ME5 Qiu derives fulfilment from "being able to apply skills and knowledge to make a difference, and being able to influence outcomes for the advancement of the Navy". He elaborates with an example – one in which he conducted a propulsion shaft deflection test together with engineers from the yard and base. "At the end of the day, we made improvements to the ship's fuel efficiencies, achieving the desired speed at different engine steps and reducing the wear and tear of the shaft bearings," ME5 Qiu explains. "I was extremely delighted with the outcome."

On the other hand, CPT Lee sees fulfilment in relating her efforts to the defence of Singapore. "When I was serving on board the patrol vessel previously, the sailing routine was hectic. However, knowing that my efforts go towards protecting my loved ones makes up for my sacrifices," she shares humbly.

She lets us in on another example from which she drew fulfilment and strength. She tells us, "I remember my Midshipmen Sea Training Deployment quite vividly. The six weeks spent on board RSS Endurance (Landing Ship Tank) was tough and was a cycle of lessons, trainings and tests. However, tough times are really when you build the strongest bonds among your crew members.

CPT Lee Jia Pei

CPT Lee Jia Pei
Assistant Operations Officer (AOPS), LMV Sovereignty

"Training is tough and standards are demanding. However, these are only so because people's lives are in your hands."
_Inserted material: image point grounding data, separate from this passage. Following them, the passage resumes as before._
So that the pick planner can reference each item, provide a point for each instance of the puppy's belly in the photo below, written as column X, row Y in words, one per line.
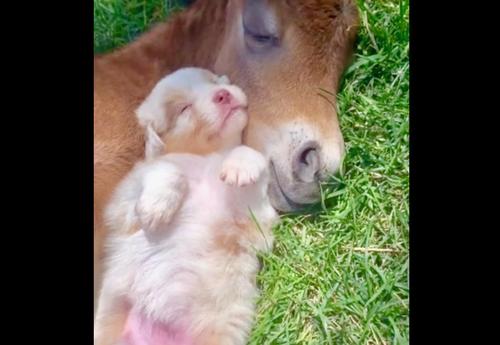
column 140, row 330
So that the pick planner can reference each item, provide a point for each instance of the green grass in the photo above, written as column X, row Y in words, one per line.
column 317, row 286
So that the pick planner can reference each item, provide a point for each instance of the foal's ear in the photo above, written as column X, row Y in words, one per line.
column 154, row 145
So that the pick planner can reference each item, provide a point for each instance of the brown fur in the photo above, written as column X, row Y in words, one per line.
column 320, row 35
Keeping Up the Navy Spirit

In order for our Navy to advance, officers must be guided by strong principles. ME5 Qiu and CPT Lee share some of the principles that have steered them through their time in the Navy. For ME5 Qiu, leading by example and caring for his men are two must-dos in his vocation. He elaborates, "It is important to lead by example. If I don't walk the talk, I will not be able to earn my men's respect and get anything done. I also have to express care beyond ‘giving less work' or ‘allowing more rest times'. Caring for them is ensuring that they receive sufficient training to be competent, that their working condition is safe, that their discipline carries them through their work, and that they can return home safely to their loved ones at the end of the day."

Clearly, the extent of care portrayed by Navy officers keeps the family spirit alive in the organisation. "The ship is like our second home and our crew is our second family," shares CPT Lee. "Which other jobs will allow you to work, eat, play and even sleep in the same space as your colleagues?" For her, her two most important guiding principles in the Navy are resilience and determination. She tells us, "The journey will not be easy. Training is tough and standards are demanding. However, these are only so because people's lives are in your hands."

She adds on a special note to women thinking of joining her in the Navy, concluding candidly, "You don't have to spend money on dresses, heels and stress over what to wear every day! Jokes aside, a Navy career will be challenging yet rewarding. The work is dynamic and one can certainly look forward to varied experiences every day."